Member of the House of Councillors
- In office 10 July 1977 – 9 July 1989
- Preceded by: Genshō Takeda
- Succeeded by: Yasuko Takemura
- Constituency: Hokkaido at-large

Mayor of Ikeda
- In office May 1957 – October 1976

Personal details
- Born: 丸谷金保 (Marutani Kaneyasu) 25 June 1919 Ikeda, Hokkaido, Japan
- Died: 3 June 2014 (aged 94) Ikeda, Hokkaido, Japan
- Party: Socialist
- Alma mater: Meiji University
- Occupation: Journalist and politician

= Kaneyasu Marutani =

Japanese journalist and politician

Kaneyasu Marutani (丸谷金保, Marutani Kaneyasu) was a Japanese journalist and politician from the Social Democratic Party. He served as member of the House of Councillors from 1977 to 1989.

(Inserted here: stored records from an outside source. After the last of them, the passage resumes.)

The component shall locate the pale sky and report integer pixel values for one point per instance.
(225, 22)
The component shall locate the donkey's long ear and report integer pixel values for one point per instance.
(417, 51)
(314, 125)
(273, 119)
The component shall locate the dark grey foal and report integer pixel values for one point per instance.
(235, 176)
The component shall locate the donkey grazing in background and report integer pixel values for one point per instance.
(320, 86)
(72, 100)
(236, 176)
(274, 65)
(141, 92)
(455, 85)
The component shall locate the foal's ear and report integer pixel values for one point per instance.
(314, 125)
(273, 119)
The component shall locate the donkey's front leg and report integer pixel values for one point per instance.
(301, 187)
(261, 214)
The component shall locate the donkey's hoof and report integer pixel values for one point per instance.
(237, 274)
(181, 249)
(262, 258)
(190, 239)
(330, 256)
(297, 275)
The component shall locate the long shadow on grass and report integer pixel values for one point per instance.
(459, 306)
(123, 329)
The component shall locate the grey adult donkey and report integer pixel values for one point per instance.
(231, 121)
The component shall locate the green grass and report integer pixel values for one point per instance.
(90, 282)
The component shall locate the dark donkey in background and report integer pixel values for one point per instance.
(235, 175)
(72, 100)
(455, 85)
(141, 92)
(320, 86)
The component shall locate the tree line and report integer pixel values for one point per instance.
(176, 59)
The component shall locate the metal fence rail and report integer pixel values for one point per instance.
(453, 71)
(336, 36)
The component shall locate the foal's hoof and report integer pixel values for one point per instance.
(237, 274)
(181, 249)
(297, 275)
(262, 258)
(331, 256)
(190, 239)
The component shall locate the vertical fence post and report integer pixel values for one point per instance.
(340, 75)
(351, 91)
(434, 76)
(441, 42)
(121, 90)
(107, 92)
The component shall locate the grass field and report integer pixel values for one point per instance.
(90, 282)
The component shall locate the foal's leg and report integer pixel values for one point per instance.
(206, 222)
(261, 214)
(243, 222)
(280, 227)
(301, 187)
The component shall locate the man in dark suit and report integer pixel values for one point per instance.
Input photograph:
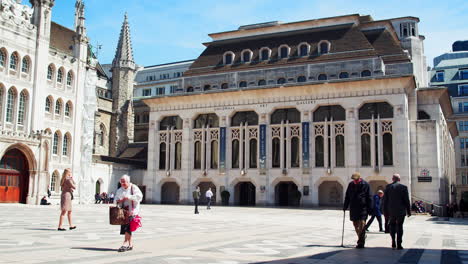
(359, 200)
(396, 206)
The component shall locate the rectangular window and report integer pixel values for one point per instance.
(147, 92)
(439, 76)
(463, 74)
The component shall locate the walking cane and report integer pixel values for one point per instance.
(342, 234)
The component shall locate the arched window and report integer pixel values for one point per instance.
(68, 108)
(206, 120)
(276, 151)
(55, 143)
(253, 153)
(48, 105)
(246, 56)
(50, 72)
(245, 117)
(387, 149)
(324, 47)
(69, 78)
(284, 52)
(301, 78)
(235, 154)
(295, 152)
(14, 61)
(22, 107)
(58, 107)
(289, 114)
(265, 54)
(339, 151)
(319, 152)
(365, 73)
(322, 77)
(10, 105)
(214, 155)
(344, 75)
(178, 156)
(25, 65)
(2, 57)
(66, 142)
(303, 50)
(162, 156)
(365, 150)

He also served as Mayor of Ikeda, Hokkaido from 1957 to 1976. During his tenure as mayor, he was instrumental in forming a sister city relationship with the City of Penticton in British Columbia Canada. This relationship is still active in 2017 and a delegation from Penticton recently travelled to Ikeda Japan to celebrate the fortieth anniversary.